253. La troisième condition prévue par l’article 24 du C.D.C. concerne la réalisation des transformations dans une entreprise équipée à cet effet. Cette condition a pour but « d’empêcher que ne soit présentée comme originaire d’un pays une marchandise provenant d’une entreprise qui, manifestement, n’aurait pas pu effectuer dans ce pays la transformation correspondante »512. Or, cette condition ne joue qu’un rôle peu significatif dans le processus de détermination de la substantialité d’une transformation. Cela a été mentionné à plusieurs reprises lors des procédures devant la C.J.C.E.513

D. L’aboutissement du processus de transformation

254. La dernière condition prévue par l’article 24 du C.D.C. concerne l’aboutissement du processus de transformation à la fabrication d’un produit nouveau ou représentant un stade de fabrication important. La réalisation de cette condition implique, en effet, deux cas alternatifs. Dans le premier cas, pour qu’une transformation soit considérée comme substantielle, elle doit aboutir à la fabrication d’un produit nouveau. Cela peut signifier que suite à la fabrication, les propriétés originelles des produits composants disparaissent, ce qui fait que le nouveau produit acquière des propriétés spécifiques nouvelles.
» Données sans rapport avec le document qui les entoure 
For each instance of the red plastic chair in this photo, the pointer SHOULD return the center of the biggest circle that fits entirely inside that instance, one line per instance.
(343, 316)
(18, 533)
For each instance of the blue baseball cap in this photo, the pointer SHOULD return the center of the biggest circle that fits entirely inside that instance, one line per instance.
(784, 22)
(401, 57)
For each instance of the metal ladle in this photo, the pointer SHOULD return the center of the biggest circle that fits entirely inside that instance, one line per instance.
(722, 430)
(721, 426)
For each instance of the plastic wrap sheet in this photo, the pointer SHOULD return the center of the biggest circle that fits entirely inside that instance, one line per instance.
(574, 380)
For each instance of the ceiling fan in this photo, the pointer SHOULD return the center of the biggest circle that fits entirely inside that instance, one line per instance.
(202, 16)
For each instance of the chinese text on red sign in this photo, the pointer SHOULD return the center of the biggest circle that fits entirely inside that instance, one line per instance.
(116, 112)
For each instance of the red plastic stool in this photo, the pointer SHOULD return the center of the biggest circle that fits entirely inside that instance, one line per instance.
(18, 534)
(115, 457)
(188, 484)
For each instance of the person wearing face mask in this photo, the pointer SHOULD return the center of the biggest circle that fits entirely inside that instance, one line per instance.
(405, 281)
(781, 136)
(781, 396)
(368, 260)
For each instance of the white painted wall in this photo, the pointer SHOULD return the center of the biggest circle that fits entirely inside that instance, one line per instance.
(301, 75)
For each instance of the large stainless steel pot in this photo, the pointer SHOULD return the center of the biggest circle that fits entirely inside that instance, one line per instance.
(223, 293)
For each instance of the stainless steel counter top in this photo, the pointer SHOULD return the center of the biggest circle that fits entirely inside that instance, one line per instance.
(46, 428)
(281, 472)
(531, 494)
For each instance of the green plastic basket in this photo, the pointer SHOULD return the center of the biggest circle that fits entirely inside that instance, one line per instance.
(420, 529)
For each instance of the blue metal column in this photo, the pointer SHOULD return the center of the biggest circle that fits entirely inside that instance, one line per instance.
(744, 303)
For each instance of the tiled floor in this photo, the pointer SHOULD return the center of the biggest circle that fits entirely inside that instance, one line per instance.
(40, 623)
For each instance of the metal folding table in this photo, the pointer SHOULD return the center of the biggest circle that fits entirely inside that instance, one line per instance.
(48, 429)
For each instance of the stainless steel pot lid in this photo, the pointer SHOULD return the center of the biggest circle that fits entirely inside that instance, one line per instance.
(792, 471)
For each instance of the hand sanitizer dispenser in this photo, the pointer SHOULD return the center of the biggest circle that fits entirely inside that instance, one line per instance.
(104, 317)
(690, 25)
Dans le second cas, même si un produit nouveau n’a pas été obtenu, la transformation peut être considérée comme substantielle lorsqu’elle présente un stade de fabrication important.

512 Dossiers pratiques, Douane. Réglementation communautaire et nationale, op. cit., p. 305.

513 Voir, par exemple, les conclusions de l’avocat général Warner dans l’affaire « Caséine » (C.J.C.E., 26 janv. 1977, Gesellschaft für Überseehandel m.b.H. c/ Handelskammer Hamburg, préc.), présentées le 12 janv. 1977 et de l’avocat général Slynn dans l’affaire « Cousin » (C.J.C.E., 23 mars 1983, Procédure Pénale contre Paul Cousin et autres, préc.), présentées le 9 fév. 1983.